The future of Ozark Mountain Highroad, MoDOT has no plans to complete Hwy 465

Stone and Taney Counties, MO. -- Up to 5,000 people drive the Ozark Mountain Highroad every day, between Highway 76 in Stone County and Highway 65 in Taney County.

However, the road bypassing Branson is only partially complete, dead-ending where it connects to Highway 76, near Silver Dollar City.

It's now been more than 16 years since phase-one was completed.

"The Strip in the summertime is terrible," Branson-Area Local Brittany Russell said.

Russell says since drivers first started using Highway 465 in June of 2003, the more than $61 million, eight-mile stretch of road has made a big difference.

"Back in the day, my mom, it took her two hours to get to work because of the busy roads," Russell said.

"I use it every single day," Branson-Area Local Jake Ward said.

The original plan was to continue with phase-two of the Highroad, but MoDOT officials say the end to that plan is now nowhere in sight.

"Unfortunately, there's just not the funding there to complete the project," MoDOT Area Engineer Beth Schaller said.

The state already owns the right-of-way for phase-two, which would continue the loop around Branson, back to Highway 65 on the south.

"I would love to see this extended," Schaller said.

She's not the only one who would like to see the project completed.

"I'd probably use that, too," Ward said.

"People that live on that side of town, they [would] not [have] to go all the way through town to get to 65," Russell said.

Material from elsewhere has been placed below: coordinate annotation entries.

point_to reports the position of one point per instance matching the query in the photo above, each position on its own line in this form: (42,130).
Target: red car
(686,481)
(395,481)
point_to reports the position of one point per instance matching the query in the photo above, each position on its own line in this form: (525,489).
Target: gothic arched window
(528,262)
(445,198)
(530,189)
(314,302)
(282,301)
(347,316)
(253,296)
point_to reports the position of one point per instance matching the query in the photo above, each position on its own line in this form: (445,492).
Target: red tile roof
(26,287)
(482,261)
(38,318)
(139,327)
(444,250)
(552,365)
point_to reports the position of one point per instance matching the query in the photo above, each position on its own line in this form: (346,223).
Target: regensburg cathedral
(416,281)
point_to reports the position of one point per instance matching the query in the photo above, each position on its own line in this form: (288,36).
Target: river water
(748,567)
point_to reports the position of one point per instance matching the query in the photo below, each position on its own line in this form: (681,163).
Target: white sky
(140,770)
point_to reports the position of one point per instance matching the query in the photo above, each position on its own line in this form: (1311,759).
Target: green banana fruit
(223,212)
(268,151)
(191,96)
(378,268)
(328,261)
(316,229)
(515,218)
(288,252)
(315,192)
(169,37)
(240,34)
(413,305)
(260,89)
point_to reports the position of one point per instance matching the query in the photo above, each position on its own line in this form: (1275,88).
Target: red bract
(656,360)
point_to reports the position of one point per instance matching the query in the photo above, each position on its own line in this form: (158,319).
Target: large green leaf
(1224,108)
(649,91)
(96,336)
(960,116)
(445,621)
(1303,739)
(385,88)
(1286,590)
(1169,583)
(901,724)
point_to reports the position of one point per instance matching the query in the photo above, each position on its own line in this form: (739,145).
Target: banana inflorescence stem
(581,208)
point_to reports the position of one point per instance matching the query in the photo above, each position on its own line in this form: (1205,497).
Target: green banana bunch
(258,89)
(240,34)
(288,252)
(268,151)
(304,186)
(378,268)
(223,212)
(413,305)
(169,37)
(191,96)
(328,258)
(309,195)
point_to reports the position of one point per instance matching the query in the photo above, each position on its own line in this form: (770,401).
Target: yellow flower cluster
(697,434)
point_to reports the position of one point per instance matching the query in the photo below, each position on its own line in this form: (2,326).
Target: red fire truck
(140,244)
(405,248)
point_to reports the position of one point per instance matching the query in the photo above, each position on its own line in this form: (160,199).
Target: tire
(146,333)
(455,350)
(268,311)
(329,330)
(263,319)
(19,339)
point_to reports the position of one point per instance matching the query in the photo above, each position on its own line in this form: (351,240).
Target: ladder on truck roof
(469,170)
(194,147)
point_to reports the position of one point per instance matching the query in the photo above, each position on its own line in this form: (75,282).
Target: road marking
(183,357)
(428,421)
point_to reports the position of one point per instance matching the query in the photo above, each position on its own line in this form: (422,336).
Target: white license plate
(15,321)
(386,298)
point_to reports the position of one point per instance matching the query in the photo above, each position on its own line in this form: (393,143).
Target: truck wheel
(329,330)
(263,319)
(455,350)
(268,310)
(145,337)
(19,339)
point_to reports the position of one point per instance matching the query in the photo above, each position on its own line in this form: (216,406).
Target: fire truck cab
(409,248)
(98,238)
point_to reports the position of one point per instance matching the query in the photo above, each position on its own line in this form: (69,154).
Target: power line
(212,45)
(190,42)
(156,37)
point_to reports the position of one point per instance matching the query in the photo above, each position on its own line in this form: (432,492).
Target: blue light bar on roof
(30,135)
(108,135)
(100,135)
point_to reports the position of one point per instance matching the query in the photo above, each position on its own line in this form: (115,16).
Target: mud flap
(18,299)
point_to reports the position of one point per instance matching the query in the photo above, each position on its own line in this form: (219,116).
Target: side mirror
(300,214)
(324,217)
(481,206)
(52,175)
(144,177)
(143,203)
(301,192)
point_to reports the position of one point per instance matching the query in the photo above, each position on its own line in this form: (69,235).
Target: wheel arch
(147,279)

Even local leaders want the road done.

"Every time we meet with Stone County especially, because everything ends there, they've really wanted to prioritize getting this extended to at least Highway 265," Schaller said.

However, Schaller says, right now the highway department has no plans for completion of the Highroad.

"We've got good public support for maintaining what we've got," Schaller said.

So, for now, what's left of the blocked-off dirt path, will continue to lead to nowhere.

"There are a lot of things I'd really love to see if we had the funding," Schaller said.

Back in the late 80's and early 90's, the then-Governor John Ashcroft said the road was needed to help with the Branson tourist boom of the nineties. It took about eight years to complete.